Sumber: google.com
Tulisan ini dibuat sebab kegundahan seorang kawan mahasiswa disuatu pagi, awal minggu pertama di bulan April 2016 yang cerah, kala ia tengah mengurus kelengkapan administrasi menuju sarjananya. Ia bercerita dengan bibir senyum yang berusaha menyembunyikan kesedihan. Ia terheran, tidak terpukau, namun, merasa miris setelah mengetahui bahwa kelengkapan administrasi yang ia butuhkan hanya dapat diperoleh dengan mudah bila merogoh rupiah terlebih dahulu.

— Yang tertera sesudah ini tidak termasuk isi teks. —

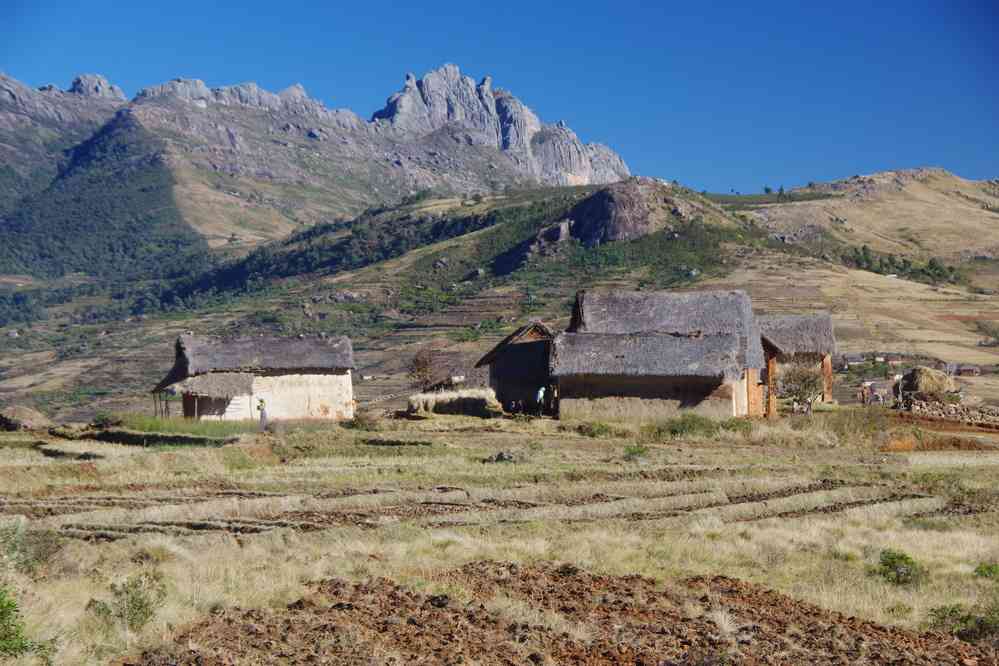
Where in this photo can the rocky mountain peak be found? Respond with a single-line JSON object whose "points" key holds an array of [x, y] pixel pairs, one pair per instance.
{"points": [[95, 85]]}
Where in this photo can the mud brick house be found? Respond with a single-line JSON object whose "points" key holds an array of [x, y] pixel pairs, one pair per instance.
{"points": [[226, 380], [647, 355], [800, 339], [518, 365]]}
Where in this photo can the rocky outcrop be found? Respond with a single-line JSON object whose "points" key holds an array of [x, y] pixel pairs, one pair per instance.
{"points": [[634, 208], [552, 153], [980, 416], [95, 85], [23, 418], [292, 100]]}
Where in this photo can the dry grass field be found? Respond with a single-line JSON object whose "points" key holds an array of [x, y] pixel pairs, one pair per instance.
{"points": [[402, 541]]}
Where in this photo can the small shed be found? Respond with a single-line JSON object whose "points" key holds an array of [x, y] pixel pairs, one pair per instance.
{"points": [[648, 376], [228, 380], [518, 365], [803, 338]]}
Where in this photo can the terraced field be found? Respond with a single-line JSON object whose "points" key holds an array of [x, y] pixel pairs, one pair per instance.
{"points": [[408, 543]]}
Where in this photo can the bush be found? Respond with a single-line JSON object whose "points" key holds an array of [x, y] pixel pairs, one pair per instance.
{"points": [[685, 425], [364, 419], [133, 603], [739, 426], [987, 570], [28, 549], [13, 642], [967, 624], [598, 429], [898, 568]]}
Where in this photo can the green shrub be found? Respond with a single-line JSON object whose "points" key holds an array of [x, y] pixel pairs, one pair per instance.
{"points": [[898, 568], [685, 425], [105, 420], [987, 570], [967, 624], [365, 420], [739, 426], [28, 549], [597, 429], [13, 642], [133, 603]]}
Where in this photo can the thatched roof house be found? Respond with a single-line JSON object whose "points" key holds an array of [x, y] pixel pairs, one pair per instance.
{"points": [[802, 338], [645, 355], [684, 313], [799, 335], [518, 365], [715, 357], [294, 378]]}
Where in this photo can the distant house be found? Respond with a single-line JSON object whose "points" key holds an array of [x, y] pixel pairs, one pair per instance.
{"points": [[648, 355], [853, 360], [518, 365], [805, 338], [294, 378]]}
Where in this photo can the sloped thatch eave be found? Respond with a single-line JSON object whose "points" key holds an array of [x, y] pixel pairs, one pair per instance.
{"points": [[215, 385], [792, 335], [534, 326], [704, 313], [204, 355]]}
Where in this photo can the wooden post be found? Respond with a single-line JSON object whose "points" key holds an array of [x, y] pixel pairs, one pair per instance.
{"points": [[827, 378], [772, 387]]}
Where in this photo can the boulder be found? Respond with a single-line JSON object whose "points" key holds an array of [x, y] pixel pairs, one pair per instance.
{"points": [[23, 418]]}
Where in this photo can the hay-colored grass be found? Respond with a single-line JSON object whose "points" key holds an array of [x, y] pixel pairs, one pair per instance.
{"points": [[471, 402]]}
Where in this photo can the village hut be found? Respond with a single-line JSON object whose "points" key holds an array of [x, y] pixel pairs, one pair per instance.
{"points": [[649, 376], [801, 339], [292, 378], [653, 353], [518, 366]]}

Siapa sih yang tidak mau menjadi sarjana? Mereka yang bersekolah, terutama mahasiswa tentu sangat mengidam-idamkannya. Sarjana adalah adalah gelar strata satu yang dicapai oleh seseorang yang telah menamatkan pendidikan tingkat terakhir di perguruan tinggi.[i] Sarjana membuat nama seseorang mendapatkan tambahan gelar. Gelar yang melekat lantas menjadi simbol keilmuan dan bekal memperoleh pekerjaan yang lebih baik demi kehidupan layak. Orang tua pun rela mengeluarkan biaya yang dibutuhkan demi ilmu dan gelar sang anak, meskipun itu berarti mengorbankan kebutuhan lain, utang di mana-mana, atau bekerja lebih keras lagi. Setelah menyandang gelar, pekerjaan yang paling digandrungi biasanya adalah pekerjaan kantoran atau menjadi pegawai negeri sipil. No problem. Konsentrasi masalah terletak pada kerelaan dengan mimpi agar anak/keluarga memperoleh kehidupan lebih baik yang “termanfaatkan” oleh penjahat intelektual untuk memuaskan dahaga matrealisme.
Adalah
Tehasan[ii]
(nama samaran), mahasiswa semester akhir yang sedang merana mepersiapkan
keberakhiran kuliahnya. Liku perjalanan menuju sarjana rupanya tidaklah mudah
seperti yang tergambar dalam benaknya selama ini. Masalahnya ada pada “rupiah”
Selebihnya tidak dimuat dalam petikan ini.